Search code examples
rustapache-arrowrust-arrow2

Convert CSV to Apache Arrow in Rust


I need to convert a csv file to apache arrow.

Here is the structure of my csv file (much more rows than that exerpt):

Date,Value,High,Low,Entry
1209920400,1413.50,1413.50,1412.75,1413.00
1209920580,1413.25,1414.00,1413.25,1413.75
1209921240,1413.75,1414.00,1413.25,1413.50
1209921300,1413.25,1413.25,1413.00,1413.00
1209921600,1413.25,1413.25,1412.75,1412.75
1209921780,1413.00,1413.00,1413.00,1413.00
1209921900,1413.00,1413.00,1412.75,1412.75
1209921960,1412.50,1412.50,1412.50,1412.50
1209922800,1412.75,1412.75,1412.75,1412.75
1209923100,1412.75,1413.50,1412.75,1413.25
1209923400,1412.75,1412.75,1412.50,1412.50
1209926940,1413.75,1414.00,1413.50,1413.50
1209930420,1413.75,1414.25,1413.75,1414.00

So far I produced this piece of code to infer the schema and create the arrow file:

use arrow::{
    error::ArrowError,
    csv::ReaderBuilder,
    ipc::writer::FileWriter
};
use std::sync::Arc;
use std::{fs::File};

fn main() -> Result<(), ArrowError> {

    let input = "my_data.csv";
    let output = "my_data.arrow";
    let delimiter: u8 = b',';
    let max_read_records: Option<usize> = Some(100);
    let has_header = true;

    let schema = arrow_csv::reader::infer_schema_from_files(&[input.to_string()], delimiter, max_read_records, has_header).unwrap();

    println!("{:?}", schema);

    let file = File::open(input).unwrap();
    let csv_reader = ReaderBuilder::new(Arc::new(schema)).build(file).unwrap();

    let mut writer = FileWriter::try_new(File::create(output)?, csv_reader.schema().as_ref())?;

    for batch in csv_reader {
        match batch {
            Ok(batch) => writer.write(&batch)?,
            Err(error) => return Err(error),
        }
    }

    let _ = writer.finish();

    Ok(())
}

The code compiles, and then produces 2 outputs.

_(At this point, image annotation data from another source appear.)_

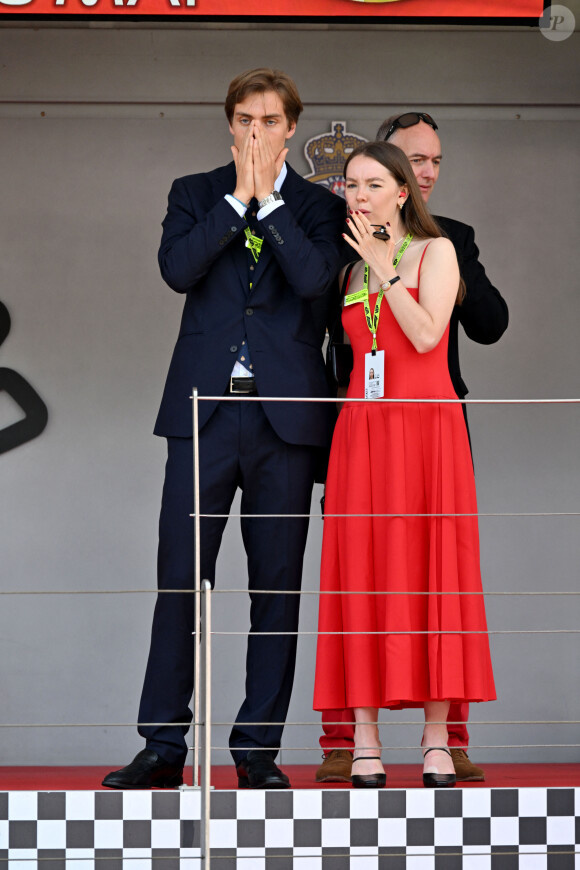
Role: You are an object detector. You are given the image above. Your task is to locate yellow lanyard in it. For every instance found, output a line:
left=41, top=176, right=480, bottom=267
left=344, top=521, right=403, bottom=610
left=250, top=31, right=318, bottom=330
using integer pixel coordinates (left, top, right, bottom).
left=344, top=233, right=413, bottom=356
left=244, top=227, right=264, bottom=263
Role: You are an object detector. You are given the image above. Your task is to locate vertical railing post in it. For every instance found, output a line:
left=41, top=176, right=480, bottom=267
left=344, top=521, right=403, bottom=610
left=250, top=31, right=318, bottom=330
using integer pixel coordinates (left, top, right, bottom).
left=200, top=580, right=211, bottom=870
left=192, top=387, right=201, bottom=788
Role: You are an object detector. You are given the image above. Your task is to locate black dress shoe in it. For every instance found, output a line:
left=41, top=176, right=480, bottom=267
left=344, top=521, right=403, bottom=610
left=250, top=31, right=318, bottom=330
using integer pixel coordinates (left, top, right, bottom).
left=102, top=749, right=183, bottom=788
left=236, top=749, right=290, bottom=788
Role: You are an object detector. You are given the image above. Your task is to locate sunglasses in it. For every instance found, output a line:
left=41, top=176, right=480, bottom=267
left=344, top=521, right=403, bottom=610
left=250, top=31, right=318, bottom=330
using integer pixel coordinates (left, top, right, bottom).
left=384, top=112, right=437, bottom=142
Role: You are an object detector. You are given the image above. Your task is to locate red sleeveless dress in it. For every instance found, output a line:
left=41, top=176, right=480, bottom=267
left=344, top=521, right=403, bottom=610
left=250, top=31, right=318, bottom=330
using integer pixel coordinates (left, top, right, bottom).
left=314, top=262, right=496, bottom=710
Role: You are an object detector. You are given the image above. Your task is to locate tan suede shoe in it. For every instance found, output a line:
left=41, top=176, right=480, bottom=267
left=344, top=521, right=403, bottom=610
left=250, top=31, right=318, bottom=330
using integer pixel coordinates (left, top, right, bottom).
left=315, top=749, right=352, bottom=782
left=450, top=746, right=485, bottom=782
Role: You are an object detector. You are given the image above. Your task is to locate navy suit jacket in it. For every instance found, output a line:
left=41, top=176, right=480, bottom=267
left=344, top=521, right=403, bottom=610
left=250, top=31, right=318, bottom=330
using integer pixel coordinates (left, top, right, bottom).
left=155, top=163, right=344, bottom=446
left=434, top=215, right=509, bottom=399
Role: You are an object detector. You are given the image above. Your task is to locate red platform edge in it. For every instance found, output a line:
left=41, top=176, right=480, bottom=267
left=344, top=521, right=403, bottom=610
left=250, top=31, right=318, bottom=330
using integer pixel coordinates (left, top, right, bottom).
left=0, top=759, right=580, bottom=791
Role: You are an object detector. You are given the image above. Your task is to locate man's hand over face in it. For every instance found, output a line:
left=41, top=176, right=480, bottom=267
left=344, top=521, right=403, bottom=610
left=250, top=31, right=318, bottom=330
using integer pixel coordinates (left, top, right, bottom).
left=231, top=121, right=256, bottom=205
left=254, top=124, right=288, bottom=201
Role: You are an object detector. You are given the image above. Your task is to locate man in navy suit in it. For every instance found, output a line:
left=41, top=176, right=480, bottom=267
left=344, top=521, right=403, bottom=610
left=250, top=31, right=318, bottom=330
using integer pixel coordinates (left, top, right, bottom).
left=316, top=112, right=508, bottom=782
left=103, top=69, right=344, bottom=788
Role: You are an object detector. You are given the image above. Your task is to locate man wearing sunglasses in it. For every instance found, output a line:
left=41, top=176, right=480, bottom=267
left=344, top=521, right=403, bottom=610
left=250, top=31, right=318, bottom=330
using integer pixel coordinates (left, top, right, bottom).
left=316, top=112, right=508, bottom=782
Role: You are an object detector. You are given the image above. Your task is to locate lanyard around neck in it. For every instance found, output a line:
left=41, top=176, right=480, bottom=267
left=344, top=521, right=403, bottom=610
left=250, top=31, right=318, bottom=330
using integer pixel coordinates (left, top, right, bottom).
left=244, top=227, right=264, bottom=263
left=358, top=233, right=413, bottom=356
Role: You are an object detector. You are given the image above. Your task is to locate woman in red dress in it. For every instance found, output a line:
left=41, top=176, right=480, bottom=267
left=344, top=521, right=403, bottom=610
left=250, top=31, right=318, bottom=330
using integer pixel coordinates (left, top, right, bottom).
left=314, top=142, right=495, bottom=788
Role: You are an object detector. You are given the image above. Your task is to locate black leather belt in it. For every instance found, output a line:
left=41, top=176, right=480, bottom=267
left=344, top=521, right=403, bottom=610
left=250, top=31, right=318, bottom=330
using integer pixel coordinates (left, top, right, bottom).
left=229, top=378, right=258, bottom=396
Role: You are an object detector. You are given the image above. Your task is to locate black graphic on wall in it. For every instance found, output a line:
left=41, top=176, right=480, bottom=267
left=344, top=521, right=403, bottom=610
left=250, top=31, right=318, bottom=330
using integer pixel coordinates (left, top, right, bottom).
left=0, top=302, right=48, bottom=453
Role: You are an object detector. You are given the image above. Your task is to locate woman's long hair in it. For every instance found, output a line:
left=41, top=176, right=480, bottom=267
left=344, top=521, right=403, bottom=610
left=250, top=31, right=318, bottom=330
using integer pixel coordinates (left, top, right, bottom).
left=344, top=141, right=465, bottom=304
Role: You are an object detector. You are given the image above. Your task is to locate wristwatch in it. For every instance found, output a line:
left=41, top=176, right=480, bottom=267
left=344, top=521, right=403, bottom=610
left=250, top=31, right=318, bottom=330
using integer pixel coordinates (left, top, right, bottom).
left=379, top=275, right=401, bottom=291
left=258, top=190, right=282, bottom=208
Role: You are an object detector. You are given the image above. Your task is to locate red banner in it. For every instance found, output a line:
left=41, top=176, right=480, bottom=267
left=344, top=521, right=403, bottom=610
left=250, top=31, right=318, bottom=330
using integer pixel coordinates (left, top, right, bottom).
left=0, top=0, right=543, bottom=20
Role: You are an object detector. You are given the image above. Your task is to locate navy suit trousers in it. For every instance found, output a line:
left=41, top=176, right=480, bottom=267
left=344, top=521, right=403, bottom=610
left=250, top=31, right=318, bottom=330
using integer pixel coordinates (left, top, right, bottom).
left=139, top=399, right=318, bottom=764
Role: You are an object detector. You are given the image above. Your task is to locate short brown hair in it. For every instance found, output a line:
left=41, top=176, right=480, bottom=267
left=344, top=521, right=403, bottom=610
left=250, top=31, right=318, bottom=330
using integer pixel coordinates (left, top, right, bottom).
left=224, top=67, right=304, bottom=124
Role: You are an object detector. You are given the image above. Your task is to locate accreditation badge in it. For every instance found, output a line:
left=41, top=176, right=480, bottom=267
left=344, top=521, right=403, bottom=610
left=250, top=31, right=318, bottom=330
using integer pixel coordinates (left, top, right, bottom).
left=364, top=350, right=385, bottom=399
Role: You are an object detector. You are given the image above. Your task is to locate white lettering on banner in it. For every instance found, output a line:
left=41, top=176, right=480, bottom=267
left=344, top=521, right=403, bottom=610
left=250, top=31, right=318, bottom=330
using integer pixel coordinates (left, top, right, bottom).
left=43, top=0, right=196, bottom=8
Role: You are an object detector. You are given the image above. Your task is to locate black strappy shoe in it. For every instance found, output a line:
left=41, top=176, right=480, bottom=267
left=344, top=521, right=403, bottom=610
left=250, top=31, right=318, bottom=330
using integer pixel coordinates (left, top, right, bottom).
left=423, top=746, right=457, bottom=788
left=351, top=755, right=387, bottom=788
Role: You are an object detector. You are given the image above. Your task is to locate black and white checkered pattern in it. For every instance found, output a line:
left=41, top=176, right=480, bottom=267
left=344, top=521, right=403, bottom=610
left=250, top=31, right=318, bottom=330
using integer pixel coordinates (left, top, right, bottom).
left=0, top=788, right=580, bottom=870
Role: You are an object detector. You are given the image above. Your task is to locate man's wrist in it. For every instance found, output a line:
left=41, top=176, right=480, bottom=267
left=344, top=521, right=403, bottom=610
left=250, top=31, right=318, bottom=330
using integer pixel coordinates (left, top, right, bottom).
left=256, top=190, right=282, bottom=208
left=230, top=188, right=254, bottom=208
left=230, top=193, right=251, bottom=208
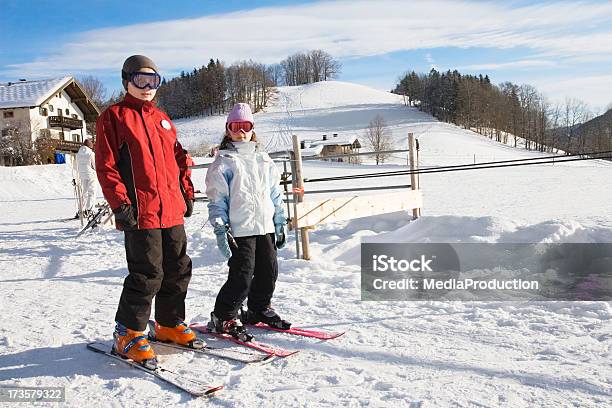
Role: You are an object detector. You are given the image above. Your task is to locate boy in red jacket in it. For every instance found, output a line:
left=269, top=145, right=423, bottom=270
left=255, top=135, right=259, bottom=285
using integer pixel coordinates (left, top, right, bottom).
left=96, top=55, right=197, bottom=366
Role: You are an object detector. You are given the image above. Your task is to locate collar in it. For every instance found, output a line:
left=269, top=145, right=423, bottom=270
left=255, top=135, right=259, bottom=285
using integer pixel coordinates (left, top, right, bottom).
left=123, top=92, right=155, bottom=112
left=227, top=141, right=259, bottom=154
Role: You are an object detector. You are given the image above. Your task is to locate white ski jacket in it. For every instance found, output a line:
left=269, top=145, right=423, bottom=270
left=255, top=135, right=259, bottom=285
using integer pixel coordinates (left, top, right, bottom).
left=77, top=146, right=98, bottom=180
left=206, top=142, right=285, bottom=237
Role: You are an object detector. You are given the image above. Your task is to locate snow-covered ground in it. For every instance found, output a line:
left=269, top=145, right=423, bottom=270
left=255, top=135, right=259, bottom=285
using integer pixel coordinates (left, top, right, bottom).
left=0, top=82, right=612, bottom=407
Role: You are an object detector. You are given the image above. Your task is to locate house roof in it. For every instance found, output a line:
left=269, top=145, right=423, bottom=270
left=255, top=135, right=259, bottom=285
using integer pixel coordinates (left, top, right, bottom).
left=0, top=76, right=100, bottom=121
left=304, top=134, right=359, bottom=147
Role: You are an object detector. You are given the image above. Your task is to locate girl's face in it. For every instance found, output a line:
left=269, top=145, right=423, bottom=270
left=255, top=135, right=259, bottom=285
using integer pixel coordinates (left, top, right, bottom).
left=227, top=122, right=253, bottom=142
left=128, top=68, right=157, bottom=101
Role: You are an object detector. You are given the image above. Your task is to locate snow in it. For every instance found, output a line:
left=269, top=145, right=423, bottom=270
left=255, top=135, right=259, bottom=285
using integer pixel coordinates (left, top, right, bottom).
left=0, top=82, right=612, bottom=407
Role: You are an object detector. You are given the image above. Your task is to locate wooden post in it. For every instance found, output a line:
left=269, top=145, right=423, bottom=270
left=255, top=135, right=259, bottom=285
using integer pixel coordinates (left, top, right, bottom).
left=292, top=135, right=310, bottom=260
left=289, top=151, right=300, bottom=259
left=408, top=133, right=421, bottom=219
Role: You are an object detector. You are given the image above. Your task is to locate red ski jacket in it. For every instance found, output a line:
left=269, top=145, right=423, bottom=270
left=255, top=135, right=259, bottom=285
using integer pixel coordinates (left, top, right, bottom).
left=96, top=94, right=194, bottom=229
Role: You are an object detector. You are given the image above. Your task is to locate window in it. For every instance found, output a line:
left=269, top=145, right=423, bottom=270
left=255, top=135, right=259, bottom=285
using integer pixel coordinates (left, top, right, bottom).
left=2, top=127, right=17, bottom=137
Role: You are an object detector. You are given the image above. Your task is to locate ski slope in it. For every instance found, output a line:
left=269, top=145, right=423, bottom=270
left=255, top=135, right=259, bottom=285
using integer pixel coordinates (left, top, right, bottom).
left=0, top=82, right=612, bottom=407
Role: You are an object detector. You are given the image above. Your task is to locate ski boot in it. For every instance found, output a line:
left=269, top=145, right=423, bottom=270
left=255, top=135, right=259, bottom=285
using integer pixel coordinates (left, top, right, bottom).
left=111, top=323, right=157, bottom=370
left=208, top=312, right=253, bottom=342
left=240, top=307, right=291, bottom=330
left=149, top=322, right=204, bottom=349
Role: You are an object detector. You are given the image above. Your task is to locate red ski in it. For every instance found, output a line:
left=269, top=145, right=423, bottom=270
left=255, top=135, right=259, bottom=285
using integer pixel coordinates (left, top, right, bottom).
left=246, top=323, right=345, bottom=340
left=189, top=323, right=299, bottom=357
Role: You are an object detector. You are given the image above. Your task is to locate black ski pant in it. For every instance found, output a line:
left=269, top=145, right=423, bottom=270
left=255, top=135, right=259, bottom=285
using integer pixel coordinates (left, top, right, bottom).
left=214, top=234, right=278, bottom=321
left=115, top=225, right=191, bottom=331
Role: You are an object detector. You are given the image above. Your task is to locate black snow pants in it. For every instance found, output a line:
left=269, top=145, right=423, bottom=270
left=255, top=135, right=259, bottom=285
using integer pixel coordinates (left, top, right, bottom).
left=115, top=225, right=191, bottom=331
left=214, top=234, right=278, bottom=320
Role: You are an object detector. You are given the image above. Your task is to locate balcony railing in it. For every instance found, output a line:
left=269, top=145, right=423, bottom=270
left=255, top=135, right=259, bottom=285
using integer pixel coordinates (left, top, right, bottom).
left=49, top=116, right=83, bottom=129
left=54, top=140, right=83, bottom=153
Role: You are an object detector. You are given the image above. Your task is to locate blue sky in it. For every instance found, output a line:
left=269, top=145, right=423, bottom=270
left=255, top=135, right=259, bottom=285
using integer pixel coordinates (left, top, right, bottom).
left=0, top=0, right=612, bottom=110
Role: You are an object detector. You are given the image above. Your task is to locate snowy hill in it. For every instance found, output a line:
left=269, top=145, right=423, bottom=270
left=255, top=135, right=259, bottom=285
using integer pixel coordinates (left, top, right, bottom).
left=0, top=82, right=612, bottom=407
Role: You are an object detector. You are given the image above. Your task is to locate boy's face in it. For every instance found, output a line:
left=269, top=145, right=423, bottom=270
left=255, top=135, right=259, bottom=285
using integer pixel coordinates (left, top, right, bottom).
left=128, top=68, right=157, bottom=101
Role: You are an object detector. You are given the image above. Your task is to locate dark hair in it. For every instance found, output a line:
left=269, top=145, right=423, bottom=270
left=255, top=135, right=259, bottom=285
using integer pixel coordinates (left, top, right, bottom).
left=219, top=130, right=257, bottom=150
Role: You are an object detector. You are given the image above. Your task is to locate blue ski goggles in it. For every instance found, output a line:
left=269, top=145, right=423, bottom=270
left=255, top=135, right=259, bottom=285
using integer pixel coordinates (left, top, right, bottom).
left=130, top=72, right=161, bottom=89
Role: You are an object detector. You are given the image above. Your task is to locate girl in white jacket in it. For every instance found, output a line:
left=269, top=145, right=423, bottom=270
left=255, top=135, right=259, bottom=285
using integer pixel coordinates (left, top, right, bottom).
left=206, top=103, right=291, bottom=341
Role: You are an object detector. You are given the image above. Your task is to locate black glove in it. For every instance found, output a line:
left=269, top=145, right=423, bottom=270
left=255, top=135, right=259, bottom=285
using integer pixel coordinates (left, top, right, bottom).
left=185, top=198, right=193, bottom=217
left=113, top=204, right=138, bottom=228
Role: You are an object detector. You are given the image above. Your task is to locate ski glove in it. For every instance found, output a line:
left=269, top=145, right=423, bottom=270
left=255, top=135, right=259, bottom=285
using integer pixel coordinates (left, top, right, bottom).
left=185, top=198, right=193, bottom=217
left=113, top=203, right=138, bottom=228
left=215, top=225, right=232, bottom=259
left=273, top=215, right=287, bottom=249
left=274, top=224, right=287, bottom=249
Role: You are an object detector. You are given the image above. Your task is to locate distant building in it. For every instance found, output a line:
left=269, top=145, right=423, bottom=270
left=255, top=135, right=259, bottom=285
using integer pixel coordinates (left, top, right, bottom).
left=301, top=133, right=361, bottom=163
left=0, top=76, right=100, bottom=165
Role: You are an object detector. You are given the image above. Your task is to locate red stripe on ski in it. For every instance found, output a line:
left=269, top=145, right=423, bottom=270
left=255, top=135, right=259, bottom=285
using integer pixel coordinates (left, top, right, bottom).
left=189, top=323, right=299, bottom=357
left=247, top=323, right=345, bottom=340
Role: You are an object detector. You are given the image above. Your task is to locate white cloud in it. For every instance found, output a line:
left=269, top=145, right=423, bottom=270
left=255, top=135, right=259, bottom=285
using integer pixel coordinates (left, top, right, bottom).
left=457, top=59, right=557, bottom=71
left=2, top=0, right=612, bottom=81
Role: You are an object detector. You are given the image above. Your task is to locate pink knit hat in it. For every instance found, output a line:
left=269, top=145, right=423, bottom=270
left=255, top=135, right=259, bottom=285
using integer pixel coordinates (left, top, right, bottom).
left=226, top=103, right=255, bottom=124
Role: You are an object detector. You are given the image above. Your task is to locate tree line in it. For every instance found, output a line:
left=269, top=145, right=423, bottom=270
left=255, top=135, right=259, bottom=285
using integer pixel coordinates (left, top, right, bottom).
left=393, top=69, right=611, bottom=154
left=157, top=50, right=340, bottom=119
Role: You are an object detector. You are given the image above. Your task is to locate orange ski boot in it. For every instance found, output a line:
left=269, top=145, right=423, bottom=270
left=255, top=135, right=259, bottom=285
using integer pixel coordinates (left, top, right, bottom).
left=149, top=322, right=204, bottom=348
left=112, top=323, right=157, bottom=369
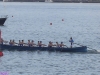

1- Prints the schema to console:

Schema {
  fields:[
    Field { name: "Date", data_type: Int64, nullable: true, dict_id: 0, dict_is_ordered: false, metadata: {} },
    Field { name: "Value", data_type: Float64, nullable: true, dict_id: 0, dict_is_ordered: false, metadata: {} },
    Field { name: "High", data_type: Float64, nullable: true, dict_id: 0, dict_is_ordered: false, metadata: {} },
    Field { name: "Low", data_type: Float64, nullable: true, dict_id: 0, dict_is_ordered: false, metadata: {} },
    Field { name: "Entry", data_type: Float64, nullable: true, dict_id: 0, dict_is_ordered: false, metadata: {} }
  ],
  metadata: {} 
}

2- Prints an error to console:

Error: ParseError("Error while parsing value Date for column 0 at line 0")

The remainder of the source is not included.